Dressed in their traditional clothes, representatives of the Awyu and Moi tribal groups staged a peaceful demonstration in front of the Indonesian Supreme Court to express their struggle in defence of the territory they have inhabited for centuries.

These people live in the Boven Digul area, which, according to the ‘Pusaka Bentala Rakyat’ Foundation, is the one most severely affected by massive deforestation today. They have also filed a lawsuit against the state, which has authorised several commercial companies to operate concessions on at least 36,099 hectares (almost half the area of Greater Jakarta) that will be transformed into a new palm plantation. The objective of the indigenous communities is to secure their customary land between the Mappi and Digul rivers.

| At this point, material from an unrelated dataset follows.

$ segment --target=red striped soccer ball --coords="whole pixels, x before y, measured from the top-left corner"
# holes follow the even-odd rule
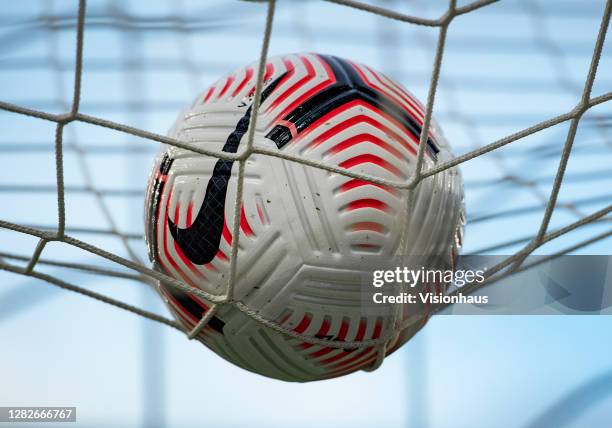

Speaking to the Indonesian media over the weekend, the Indonesian Minister of Agrarian Affairs and Spatial Planning, Agus Harimurti Yudhoyono - son of former President Susilo Bambang Yudhoyono - stated that ‘Papua is our national land property and its dignity should be respected and restored. We all want all indigenous Papuans to be able to live in dignity and prosperity,' he added, arguing that commercial projects were a way to not “leave this region in the background”.

For his part, Hendrikus Woro, 40, from Yare village in Fofi district, said he was grateful for ‘the moral support’ he received in their protest in Jakarta. So many people ‘heard our cry. We feel like ducklings who seemed to have lost their mother all this time'.

The Indonesian environmental watchdog group Walhi said this affair confirms the seriousness of the problem: tensions are exacerbated by the absence of so-called FPIC (free and prior informed consent) from commercial companies in relation to their environmental concession rights.

‘The horizontal conflict between the local Papuan indigenous communities - the Awyu and the Moi - and the government clearly shows that the state does not respect the existence of local indigenous tribal groups and their rights,’ comments Uli Siagian of Walhi.

It is not only customary law that is at stake: ‘The lawsuits filed by these Papuan tribal groups,’ Siagian points out, ‘are mainly based on climate change issues. When their dense forest is turned into a palm plantation, the carbon emissions will be enormous'.

In this regard, the International NGO Forum on Indonesian Development (INFID) openly speaks of ‘ecocide’ in reference to the projects in the field on Papuan lands.